Location
- Country: Canada
- Province: British Columbia

Physical characteristics
- Source: Kitimat Ranges
- • location: Coast Mountains
- • coordinates: 54°2′35″N 129°13′20″W﻿ / ﻿54.04306°N 129.22222°W
- • elevation: 840 m (2,760 ft)
- Mouth: Skeena River
- • coordinates: 54°20′13″N 129°13′12″W﻿ / ﻿54.33694°N 129.22000°W
- • elevation: 15 m (49 ft)
- Length: 38 km (24 mi)
- Basin size: 546 km^{2} (211 sq mi)

= Gitnadoix River =

The Gitnadoix River is a tributary of the Skeena River in the province of British Columbia, Canada. It originates in the Kitimat Ranges, and flows about 38 km north to the Skeena River, about 45 km west of Terrace.

The name "Gitnadoix" comes from a Tsimshian word meaning "people of the swift water". The Gitnadoix River watershed was home to the Tsimshian Gitnadoix First Nation, whose main village was located at the confluence of the Gitnadoix and Skeena Rivers. Today there are eight Tsimshian Lax-kw'alaams First Nation Indian reserves in the Gitnadoix River watershed, which represent some of the important fishery and homeplace locations.

Its drainage basin covers 546 km2 of mountainous, glaciated landscape, with peaks reaching heights of over 2000 m. The entire watershed is contained within Gitnadoiks River Provincial Park and Gitnadoiks River Protected Area. The Gitnadoix River's watershed has never been subjected to any kind of industrial development. Its protected status prohibits forestry, mineral, and hydroelectric development. There are no residences in the watershed. A natural gas pipeline corridor passes through the watershed about 400 m above the river's confluence with the Skeena. The main recreational activity is sport fishing, mainly for salmon, steelhead, Dolly Varden trout, and cutthroat trout.

==Course==
The Gitnadoix River originates at an unnamed lake near Kadeen Mountain, south of Alastair Lake, in the Kitimat Ranges of the Coast Mountains. The river flows north, through Alastair Lake, east of Alastair Peak. Exiting the lake the Gitnadoix River continues north to the Skeena River. The Gitnadoix River collects many tributary streams flowing from the high, glaciated mountains of the region. The largest tributaries are Kadeen Creek, Magar Creek, Dogtag Creek, and Clay Creek, which contribute a significant portion of the Gitnadoix's flow.
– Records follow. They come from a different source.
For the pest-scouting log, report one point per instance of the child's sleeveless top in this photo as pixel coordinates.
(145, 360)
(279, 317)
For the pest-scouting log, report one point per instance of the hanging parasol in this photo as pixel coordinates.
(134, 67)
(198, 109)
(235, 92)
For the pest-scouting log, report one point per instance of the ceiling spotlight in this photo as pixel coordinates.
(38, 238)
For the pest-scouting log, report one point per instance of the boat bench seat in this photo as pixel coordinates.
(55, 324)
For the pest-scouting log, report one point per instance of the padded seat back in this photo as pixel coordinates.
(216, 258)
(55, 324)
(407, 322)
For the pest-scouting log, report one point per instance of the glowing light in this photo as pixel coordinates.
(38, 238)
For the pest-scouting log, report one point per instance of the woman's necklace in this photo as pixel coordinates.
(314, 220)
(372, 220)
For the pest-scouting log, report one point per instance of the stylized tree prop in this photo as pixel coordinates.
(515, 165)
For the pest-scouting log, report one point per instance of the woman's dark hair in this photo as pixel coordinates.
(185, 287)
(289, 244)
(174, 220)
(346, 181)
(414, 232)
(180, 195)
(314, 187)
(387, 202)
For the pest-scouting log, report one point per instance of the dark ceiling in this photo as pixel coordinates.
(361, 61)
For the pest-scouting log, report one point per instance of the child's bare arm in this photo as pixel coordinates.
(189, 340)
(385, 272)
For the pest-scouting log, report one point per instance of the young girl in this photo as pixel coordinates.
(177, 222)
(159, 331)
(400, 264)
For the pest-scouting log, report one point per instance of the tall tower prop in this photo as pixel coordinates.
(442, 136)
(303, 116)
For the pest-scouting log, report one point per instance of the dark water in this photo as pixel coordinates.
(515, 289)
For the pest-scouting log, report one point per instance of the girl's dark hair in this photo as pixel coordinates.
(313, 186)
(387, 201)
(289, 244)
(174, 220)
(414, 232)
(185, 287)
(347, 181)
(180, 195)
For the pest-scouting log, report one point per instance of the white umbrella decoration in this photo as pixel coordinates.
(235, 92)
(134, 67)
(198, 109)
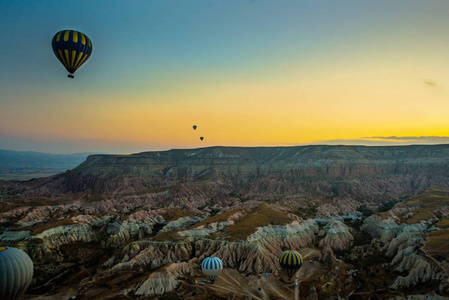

The Gitnadoix River flows by the Indian reserves of Alastair 82, Alastair 81, Alastair 80, Tsemknawalqan 79, Iakwulgyiyaps 78, Psacelay 77, and at its mouth, Gitandoiks 76, and Gitandoiks 75, of the Tsimshian Lax-kw'alaams First Nation.

==History==
The Gitnadoix River watershed was home to the Tsimshian Gitnadoix people, today part of the amalgamated Lax-kw'alaams First Nation. The river valley contains a number of village sites dating back to pre-contact times. In Indian Reserve 77 there was a historic village called Laxpse. Nearby is a late pre-contact village site, called Psacelay, which was used from about 1740 to the early 1800s.

==Natural history==
The Gitnadoix Valley was a fjord that, since the end of the Pleistocene, has uplifted isostatically and filled with sediment. The floodplain that fills most of the valley bottom is about 1 km wide, through which the Gitnadoix meanders, often through multiple braided channels. The valley is U-shaped with steep sides, and avalanches annually sweep the slopes, often reaching the valley floor.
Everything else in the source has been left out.